Patrick was a fifth century British Christian missionary and bishop in Ireland. It is believed that he was born into a wealthy family. His father was a deacon and his grandfather was a priest in the Christian church. According to the Declaration, which Patrick allegedly wrote himself, at the age of 16 he was kidnapped by Irish raiders and taken as a slave to Gaelic Ireland. It says that he spent six years there working as a shepherd and it was during that time that he “found God.” The Declaration says that God told Patrick to flee to the coast, where a ship would be waiting to take him home. After making his way home, Patrick went on to become a priest.

According to tradition, Patrick returned to Ireland to convert the pagan Irish to Christianity. And he did, converting “thousands”.

Saint Patrick is said to have used the shamrock, a three-leaved plant, to explain the Holy Trinity to pagan Irish. I love that.

What courage. All heroes are full of courage. When God says a thing is a certain way, well, it is that way. The real courage is saying “yes” and joining in.

Today I attended the funeral of a good man. He was not a missionary. He does not have a day named after him. He is not honored by a country.

But he was a hero, the biggest kind of hero. He first and foremost loved his God. He then lived his entire life, of 84 years, serving his family every single day.

I did not wear green today.

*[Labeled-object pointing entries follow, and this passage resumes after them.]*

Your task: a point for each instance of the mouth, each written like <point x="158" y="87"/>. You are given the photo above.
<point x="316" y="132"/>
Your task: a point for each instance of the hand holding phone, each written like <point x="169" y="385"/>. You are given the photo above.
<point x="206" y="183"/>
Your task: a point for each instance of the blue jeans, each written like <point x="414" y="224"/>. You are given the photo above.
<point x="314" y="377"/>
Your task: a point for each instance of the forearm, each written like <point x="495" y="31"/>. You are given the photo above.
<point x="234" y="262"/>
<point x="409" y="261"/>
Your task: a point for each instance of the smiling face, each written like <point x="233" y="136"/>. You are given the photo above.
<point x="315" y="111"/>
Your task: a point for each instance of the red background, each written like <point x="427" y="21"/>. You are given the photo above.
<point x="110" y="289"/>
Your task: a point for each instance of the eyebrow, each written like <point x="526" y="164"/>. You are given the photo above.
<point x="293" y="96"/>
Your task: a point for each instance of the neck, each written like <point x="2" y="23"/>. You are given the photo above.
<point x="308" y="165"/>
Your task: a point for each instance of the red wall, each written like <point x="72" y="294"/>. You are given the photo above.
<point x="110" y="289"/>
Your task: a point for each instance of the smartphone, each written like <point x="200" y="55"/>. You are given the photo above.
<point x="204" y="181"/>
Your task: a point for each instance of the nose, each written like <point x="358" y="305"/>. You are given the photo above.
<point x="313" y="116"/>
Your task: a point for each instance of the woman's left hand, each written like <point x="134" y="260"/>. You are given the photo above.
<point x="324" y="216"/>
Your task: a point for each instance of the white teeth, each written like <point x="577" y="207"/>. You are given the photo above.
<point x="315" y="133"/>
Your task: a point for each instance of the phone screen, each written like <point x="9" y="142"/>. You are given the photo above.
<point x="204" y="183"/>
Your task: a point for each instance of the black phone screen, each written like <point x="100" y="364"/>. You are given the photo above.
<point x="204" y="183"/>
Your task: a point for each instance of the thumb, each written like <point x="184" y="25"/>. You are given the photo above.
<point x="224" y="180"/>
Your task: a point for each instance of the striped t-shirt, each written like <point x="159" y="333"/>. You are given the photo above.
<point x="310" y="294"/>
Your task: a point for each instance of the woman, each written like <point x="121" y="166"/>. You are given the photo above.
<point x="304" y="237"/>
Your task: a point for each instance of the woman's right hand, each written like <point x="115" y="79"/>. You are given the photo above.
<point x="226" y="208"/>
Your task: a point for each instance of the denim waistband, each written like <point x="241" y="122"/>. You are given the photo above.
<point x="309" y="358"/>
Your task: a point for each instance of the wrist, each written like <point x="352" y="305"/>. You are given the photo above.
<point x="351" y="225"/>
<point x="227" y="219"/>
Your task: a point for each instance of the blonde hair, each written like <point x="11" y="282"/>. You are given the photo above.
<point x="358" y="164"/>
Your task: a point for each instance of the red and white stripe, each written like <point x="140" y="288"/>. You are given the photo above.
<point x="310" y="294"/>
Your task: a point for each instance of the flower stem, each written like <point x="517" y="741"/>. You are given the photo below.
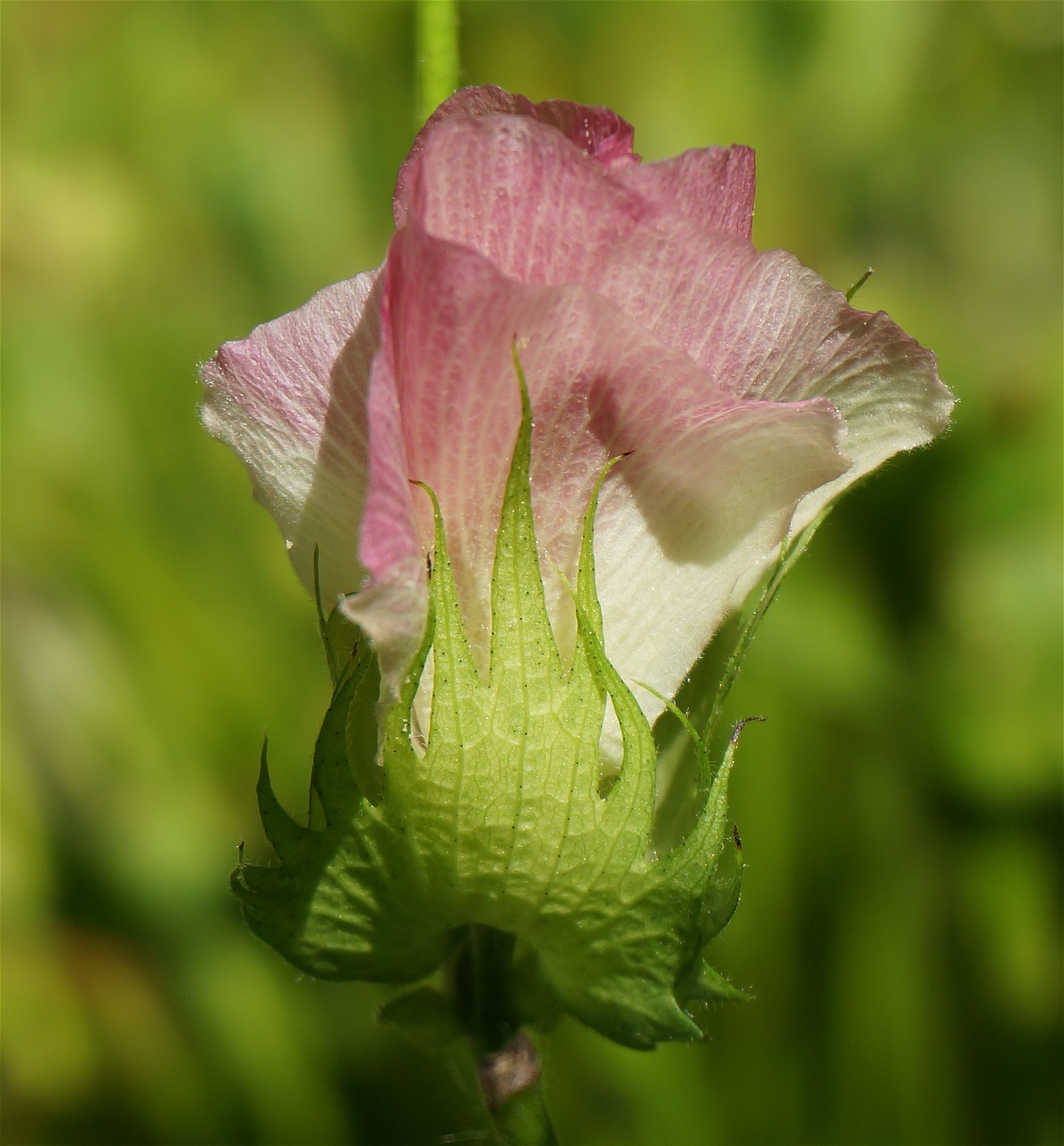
<point x="437" y="54"/>
<point x="507" y="1060"/>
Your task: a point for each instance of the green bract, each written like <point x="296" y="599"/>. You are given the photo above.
<point x="502" y="818"/>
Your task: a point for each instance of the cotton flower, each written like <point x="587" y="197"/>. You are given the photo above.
<point x="743" y="394"/>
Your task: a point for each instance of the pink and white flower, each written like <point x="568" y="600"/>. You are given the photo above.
<point x="747" y="391"/>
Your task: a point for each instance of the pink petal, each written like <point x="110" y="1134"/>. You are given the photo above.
<point x="762" y="326"/>
<point x="290" y="400"/>
<point x="597" y="132"/>
<point x="713" y="187"/>
<point x="707" y="496"/>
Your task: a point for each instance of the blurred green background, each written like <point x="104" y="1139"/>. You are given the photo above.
<point x="176" y="173"/>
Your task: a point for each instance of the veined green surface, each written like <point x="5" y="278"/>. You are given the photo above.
<point x="500" y="819"/>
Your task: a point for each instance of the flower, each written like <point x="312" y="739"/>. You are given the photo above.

I wore black.

But in St. Patrick’s honor, I am going to make myself a steaming cup of green tea. I am going to thank God for choosing this man to do good work. I will also thank God for Govel Thornberry who lived his life as heroically as St. Patrick. I will lift my mug of green tea in honor of them both.

Irish Blessing

May the road rise to meet you
May the wind be always at your back
May the sun shine warm upon your face
And rains fall soft upon your fields
And until we meet again,
May God hold you in the hollow of His hand.

Pondering

I’ve been thinking a lot about how people view sixty year-olds. When I was 20, I could not imagine being old 40. When I was 40, one of the worst things I could foresee was being 60. Well, crap! If that did not indeed happen.

I know…60 is the new 40 or 50 or whatever people who are 60 say. That is not encouraging to a 40 year old.

In caring for my nearly 90 year-old mother, I often look back at her life. When she was 48, her husband (my dad) died. I remember thinking that somehow that wasn’t too bad for her since she was already old. I was 18. The stupidity of youth. Perhaps more kindly stated, the innocence of youth.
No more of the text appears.